After losing their jobs for placing a protest banner over a freeway that urged a boycott of the paper, the six employees, along with two others fired earlier in the months-long dispute, say they will hold daily protests in front of the paper and at other locations around the city this week, with the first set for early this morning.
“In light of the mass illegal firings at the Santa Barbara News-Press, the eight who have been terminated will continue protests this week,” an e-mail to reporters from Dawn Hobbs, one of the recently dismissed reporters, said.
It went on to note that the protests will be:
? Today – 7:30 a.m. to 8:30 a.m. – “A banner and signs at corner of
Garden and Guitierrez streets.”
? Wednesday, Feb. 14 – 1:30 p.m. — A “loud protest in front of the News-Press, with a Valentine theme.”
? Friday, Feb. 16 – 7:30 a.m. to 8:30 a.m. – “A banner and signs at the corner of Carrillo and Castillo streets.”
“The banner efforts are to encourage readers to cancel their subscriptions,” the e-mail added. “The goal of the noisy protests are to annoy management and to also show support for our colleagues who are still in there.”
The employees added that “a very large rally” was being planned by local residents for Wed., Feb. 21, at noon.
The events follow last week’s firing of Hobbs and five other newsroom employees, Rob Kuznia, Barney McManigal, John Zant, Melissa Evans and Tom Schultz, who took part in the banner hanging on Feb. 2. They followed the earlier firings of Anna Davison and Melinda Burns.
The Graphics Communications Conference of the International Brotherhood of Teamsters, which was voted in to represent newsroom employees last fall, filed a charge with the National Labor Relations Board last week claiming the newspaper, and its attorney, A. Barry Cappello, illegally threatened workers.
The charge, posted on an employee-run Web site, claims Cappello violated workers rights by telling them they would lose their jobs if they engaged in protest acts similar to the banner incident.
“Capello threatened the remaining employees by proclaiming that ‘people who want to engage in conduct that harms the newspaper…will not remain employed.’ He was further quoted as follows: ‘the paper had an absolute legal right to do what they did and would do it again in the face of disloyalty such as that.'”
Cappello could not immediately be reached for comment Monday.
The recent events are the latest in a long-running battle at the paper between newsroom workers and owner Wendy McCaw dating back to the July 6, 2006 resignation of several editors, including top editor Jerry Roberts, who claimed McCaw was interfering in newsroom decisions.
Since then, 38 employees have either quit or been fired, the newsroom has voted in the Teamster unit as its representative, and various NLRB complaints have been filed by both sides. McCaw has also challenged the union vote and sued a reporter for the American Journalism Review for libel after she wrote an article about the dispute.

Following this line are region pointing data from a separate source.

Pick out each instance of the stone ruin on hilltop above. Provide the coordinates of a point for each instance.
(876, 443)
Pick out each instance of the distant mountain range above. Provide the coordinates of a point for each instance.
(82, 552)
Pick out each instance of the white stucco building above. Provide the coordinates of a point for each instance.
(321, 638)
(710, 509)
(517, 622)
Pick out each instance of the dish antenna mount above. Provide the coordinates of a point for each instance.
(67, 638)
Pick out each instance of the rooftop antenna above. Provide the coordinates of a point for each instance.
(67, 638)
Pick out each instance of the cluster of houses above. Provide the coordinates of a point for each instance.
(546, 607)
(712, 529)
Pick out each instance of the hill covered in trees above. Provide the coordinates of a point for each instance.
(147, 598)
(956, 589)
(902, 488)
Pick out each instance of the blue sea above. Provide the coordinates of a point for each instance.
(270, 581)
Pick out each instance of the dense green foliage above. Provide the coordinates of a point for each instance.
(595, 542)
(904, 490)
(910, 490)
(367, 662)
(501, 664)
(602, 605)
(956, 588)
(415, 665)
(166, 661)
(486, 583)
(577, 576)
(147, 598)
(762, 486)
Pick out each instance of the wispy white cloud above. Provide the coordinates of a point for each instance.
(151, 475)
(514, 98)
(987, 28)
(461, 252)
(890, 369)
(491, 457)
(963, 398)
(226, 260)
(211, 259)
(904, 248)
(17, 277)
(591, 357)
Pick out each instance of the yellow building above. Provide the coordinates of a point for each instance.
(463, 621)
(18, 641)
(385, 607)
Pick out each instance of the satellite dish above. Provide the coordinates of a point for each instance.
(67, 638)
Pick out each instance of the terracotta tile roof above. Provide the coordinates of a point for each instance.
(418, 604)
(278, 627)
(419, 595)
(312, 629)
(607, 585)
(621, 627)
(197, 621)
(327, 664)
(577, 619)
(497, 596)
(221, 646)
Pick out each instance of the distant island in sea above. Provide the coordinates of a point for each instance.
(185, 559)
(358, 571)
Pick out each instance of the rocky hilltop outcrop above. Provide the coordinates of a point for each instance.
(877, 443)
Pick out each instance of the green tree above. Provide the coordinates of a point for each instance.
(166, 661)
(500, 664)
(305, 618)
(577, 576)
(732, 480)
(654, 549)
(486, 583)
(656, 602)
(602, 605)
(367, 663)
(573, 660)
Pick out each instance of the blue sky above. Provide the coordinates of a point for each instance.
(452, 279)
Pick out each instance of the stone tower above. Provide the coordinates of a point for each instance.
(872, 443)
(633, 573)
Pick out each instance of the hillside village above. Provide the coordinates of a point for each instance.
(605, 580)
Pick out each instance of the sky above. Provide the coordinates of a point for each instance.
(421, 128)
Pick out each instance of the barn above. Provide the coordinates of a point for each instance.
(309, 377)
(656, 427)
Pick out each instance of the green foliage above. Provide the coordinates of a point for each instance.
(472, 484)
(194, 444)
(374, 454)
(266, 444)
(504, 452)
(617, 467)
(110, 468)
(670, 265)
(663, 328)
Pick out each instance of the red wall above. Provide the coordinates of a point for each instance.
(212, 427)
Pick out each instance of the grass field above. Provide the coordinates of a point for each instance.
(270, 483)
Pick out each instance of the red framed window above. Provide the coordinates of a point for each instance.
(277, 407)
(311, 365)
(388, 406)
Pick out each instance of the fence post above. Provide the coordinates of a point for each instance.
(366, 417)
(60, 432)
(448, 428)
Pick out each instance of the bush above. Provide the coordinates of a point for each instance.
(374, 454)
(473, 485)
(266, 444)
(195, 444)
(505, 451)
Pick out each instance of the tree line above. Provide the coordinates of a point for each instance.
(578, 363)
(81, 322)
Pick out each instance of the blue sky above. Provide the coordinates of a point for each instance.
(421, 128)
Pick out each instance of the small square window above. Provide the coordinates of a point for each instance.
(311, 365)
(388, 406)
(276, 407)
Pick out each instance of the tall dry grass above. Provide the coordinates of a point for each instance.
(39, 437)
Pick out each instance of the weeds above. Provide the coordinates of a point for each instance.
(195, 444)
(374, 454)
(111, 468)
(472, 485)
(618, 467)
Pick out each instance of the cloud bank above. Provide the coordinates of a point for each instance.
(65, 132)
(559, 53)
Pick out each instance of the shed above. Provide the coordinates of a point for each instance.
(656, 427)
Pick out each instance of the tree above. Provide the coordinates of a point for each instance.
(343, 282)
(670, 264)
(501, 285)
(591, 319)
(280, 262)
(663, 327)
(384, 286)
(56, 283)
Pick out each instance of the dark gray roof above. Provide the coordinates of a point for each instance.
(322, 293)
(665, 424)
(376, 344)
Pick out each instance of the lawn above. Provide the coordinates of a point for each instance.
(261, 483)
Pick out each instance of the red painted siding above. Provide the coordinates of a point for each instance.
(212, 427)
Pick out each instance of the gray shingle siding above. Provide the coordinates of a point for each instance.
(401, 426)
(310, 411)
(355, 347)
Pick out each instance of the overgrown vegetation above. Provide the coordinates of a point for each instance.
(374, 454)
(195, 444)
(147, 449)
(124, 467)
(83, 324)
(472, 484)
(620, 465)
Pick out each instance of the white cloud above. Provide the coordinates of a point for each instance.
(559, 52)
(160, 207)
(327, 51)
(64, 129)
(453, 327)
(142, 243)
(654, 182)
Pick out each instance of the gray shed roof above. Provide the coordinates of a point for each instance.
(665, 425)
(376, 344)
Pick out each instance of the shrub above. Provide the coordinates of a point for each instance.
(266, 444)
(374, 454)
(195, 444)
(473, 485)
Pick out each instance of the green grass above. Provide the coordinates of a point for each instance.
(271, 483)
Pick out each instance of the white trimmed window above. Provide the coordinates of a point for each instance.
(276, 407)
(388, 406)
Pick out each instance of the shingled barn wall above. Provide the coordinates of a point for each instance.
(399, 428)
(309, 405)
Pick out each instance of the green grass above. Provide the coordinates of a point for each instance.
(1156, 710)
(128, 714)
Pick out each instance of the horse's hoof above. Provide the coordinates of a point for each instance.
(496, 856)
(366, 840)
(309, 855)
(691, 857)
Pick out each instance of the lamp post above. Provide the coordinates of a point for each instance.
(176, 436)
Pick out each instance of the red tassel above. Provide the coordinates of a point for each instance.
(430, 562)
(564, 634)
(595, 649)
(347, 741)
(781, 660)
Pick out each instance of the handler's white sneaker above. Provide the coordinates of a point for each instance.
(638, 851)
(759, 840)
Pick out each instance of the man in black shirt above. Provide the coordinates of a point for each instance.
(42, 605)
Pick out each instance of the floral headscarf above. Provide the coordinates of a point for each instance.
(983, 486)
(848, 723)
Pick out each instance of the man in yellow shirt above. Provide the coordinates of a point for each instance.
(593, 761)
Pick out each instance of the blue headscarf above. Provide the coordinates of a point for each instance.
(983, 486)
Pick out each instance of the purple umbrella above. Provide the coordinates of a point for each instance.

The NLRB issued a complaint in December that found the News-Press engaged in unfair labor practices and improperly sought to discourage union activities. The complaint, prompted by a string of employee charges filed with the NLRB in recent months, cited several examples of anti-union actions at the paper, including the suspension of several employees and the previous firing of a former reporter.
The NLRB set a Feb. 26 hearing date before an administrative law judge who will determine if any of the charges are valid.